Капкан супружеской свободы — страница 26 из 52

– Я же говорю, приказ серьезный, – с непонятной для меня настойчивостью продолжал напирать на мужа боец. – Видите, в бумаге сказано: «Всем!» и «Срочно!». Так что надо бы прямо сейчас за дело взяться.

– Да иди ты!.. – Голос мужа сорвался на крик, и я вздрогнула от неожиданности. Ася проснулась, заплакала, я схватила ее на руки; Николай виновато оглянулся на нас и уже спокойнее повторил: – Пока ничего не надо, товарищ. У нас еще будет время выполнить приказ. Пожалуйста, возвращайтесь к себе.

Вареничев постоял молча еще с минуту, потом бросил на меня неодобрительный взгляд и с затаенной угрозой проговорил: «Ну, глядите, товарищ комиссар. Потом да потом… как бы поздно не было, право слово». Затем его грубые, размеренные шаги вновь прозвучали среди нашего общего молчания, и мы, как прежде, остались одни.

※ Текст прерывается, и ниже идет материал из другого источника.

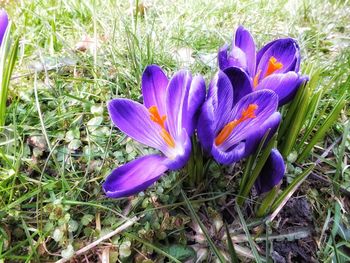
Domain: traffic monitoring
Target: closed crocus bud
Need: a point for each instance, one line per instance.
(3, 23)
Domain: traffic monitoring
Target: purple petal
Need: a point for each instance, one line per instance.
(134, 176)
(272, 172)
(236, 153)
(285, 50)
(176, 101)
(233, 58)
(215, 110)
(181, 153)
(267, 102)
(3, 24)
(195, 100)
(285, 85)
(240, 82)
(245, 42)
(154, 83)
(134, 120)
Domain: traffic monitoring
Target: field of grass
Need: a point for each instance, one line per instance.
(58, 143)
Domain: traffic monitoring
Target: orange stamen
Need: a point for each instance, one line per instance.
(167, 138)
(248, 113)
(273, 66)
(160, 120)
(256, 79)
(155, 117)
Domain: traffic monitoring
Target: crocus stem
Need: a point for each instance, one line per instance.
(255, 172)
(266, 203)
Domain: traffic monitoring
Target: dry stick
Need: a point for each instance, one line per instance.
(95, 243)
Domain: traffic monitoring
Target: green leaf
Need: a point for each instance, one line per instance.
(244, 191)
(180, 252)
(211, 244)
(288, 192)
(249, 237)
(320, 133)
(231, 248)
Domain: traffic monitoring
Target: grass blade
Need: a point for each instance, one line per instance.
(256, 171)
(246, 230)
(231, 248)
(212, 246)
(332, 117)
(289, 191)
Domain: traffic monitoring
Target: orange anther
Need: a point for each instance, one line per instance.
(167, 138)
(273, 66)
(155, 117)
(248, 113)
(256, 79)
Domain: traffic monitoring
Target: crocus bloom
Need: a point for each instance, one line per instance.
(271, 174)
(165, 121)
(3, 24)
(275, 66)
(231, 131)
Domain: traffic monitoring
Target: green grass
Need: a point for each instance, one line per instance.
(58, 144)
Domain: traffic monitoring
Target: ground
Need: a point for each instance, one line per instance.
(58, 143)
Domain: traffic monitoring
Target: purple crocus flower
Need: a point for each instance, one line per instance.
(165, 121)
(232, 131)
(3, 24)
(272, 173)
(275, 66)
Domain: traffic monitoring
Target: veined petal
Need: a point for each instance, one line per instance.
(285, 85)
(134, 176)
(206, 125)
(235, 154)
(133, 119)
(266, 102)
(240, 81)
(245, 42)
(3, 23)
(272, 172)
(176, 101)
(284, 50)
(154, 84)
(195, 100)
(181, 153)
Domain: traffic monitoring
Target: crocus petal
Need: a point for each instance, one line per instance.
(181, 153)
(245, 42)
(285, 50)
(272, 172)
(176, 101)
(134, 119)
(235, 154)
(215, 110)
(195, 100)
(154, 83)
(134, 176)
(285, 85)
(206, 125)
(233, 58)
(240, 81)
(3, 24)
(267, 102)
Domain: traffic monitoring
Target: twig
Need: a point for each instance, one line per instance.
(95, 243)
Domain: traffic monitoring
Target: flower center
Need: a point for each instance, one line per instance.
(271, 68)
(248, 113)
(160, 120)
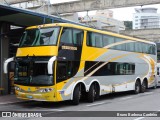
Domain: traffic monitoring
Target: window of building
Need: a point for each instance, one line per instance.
(130, 46)
(138, 47)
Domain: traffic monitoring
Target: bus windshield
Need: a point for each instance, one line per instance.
(40, 37)
(32, 73)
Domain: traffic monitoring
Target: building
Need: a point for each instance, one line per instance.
(146, 18)
(103, 19)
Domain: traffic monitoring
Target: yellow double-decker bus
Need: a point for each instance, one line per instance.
(61, 61)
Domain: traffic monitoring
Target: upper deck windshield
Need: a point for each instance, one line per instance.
(40, 37)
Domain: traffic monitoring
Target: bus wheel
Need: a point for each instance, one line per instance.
(137, 87)
(91, 94)
(143, 86)
(76, 95)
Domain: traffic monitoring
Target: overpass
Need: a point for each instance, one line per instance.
(148, 34)
(13, 1)
(87, 5)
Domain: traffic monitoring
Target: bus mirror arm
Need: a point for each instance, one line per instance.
(50, 64)
(6, 64)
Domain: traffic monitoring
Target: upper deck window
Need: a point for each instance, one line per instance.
(40, 37)
(71, 37)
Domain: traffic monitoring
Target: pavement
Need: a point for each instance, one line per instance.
(9, 99)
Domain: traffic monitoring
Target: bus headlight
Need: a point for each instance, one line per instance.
(44, 90)
(17, 88)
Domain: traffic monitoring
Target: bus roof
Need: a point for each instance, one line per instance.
(90, 29)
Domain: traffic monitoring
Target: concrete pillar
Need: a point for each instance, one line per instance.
(4, 52)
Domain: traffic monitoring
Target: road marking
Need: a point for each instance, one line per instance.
(96, 104)
(48, 109)
(147, 93)
(125, 98)
(140, 118)
(3, 103)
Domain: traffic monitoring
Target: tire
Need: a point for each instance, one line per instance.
(91, 94)
(143, 86)
(97, 92)
(155, 84)
(76, 95)
(137, 87)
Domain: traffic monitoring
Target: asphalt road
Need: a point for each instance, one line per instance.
(107, 107)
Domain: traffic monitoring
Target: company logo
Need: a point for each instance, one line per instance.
(69, 48)
(6, 114)
(29, 89)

Мне отчего-то страшно и жалко было смотреть на Николая. Закушенные губы, потемневшие глаза, усталое, потрескавшееся лицо… Мне казалось, он напрочь забыл, где находится и что должен сейчас делать. И, когда я окликнула его, он встрепенулся с таким же испугом и нервным движением лица, как я несколько минут назад от его нежданного крика.

– Так мне собираться, идти с тобой, Коля?

– Нет, – сквозь зубы проговорил он. – Теперь не надо.

– Но ты просил, настаивал, – осмелилась напомнить я. – Говорил, что это важно, что люди должны видеть нас вместе.

Муж усмехнулся:

– Как не вовремя ты решила проявить женскую кротость и послушание, Наташа. А впрочем… Если ты уверена, что выдержишь…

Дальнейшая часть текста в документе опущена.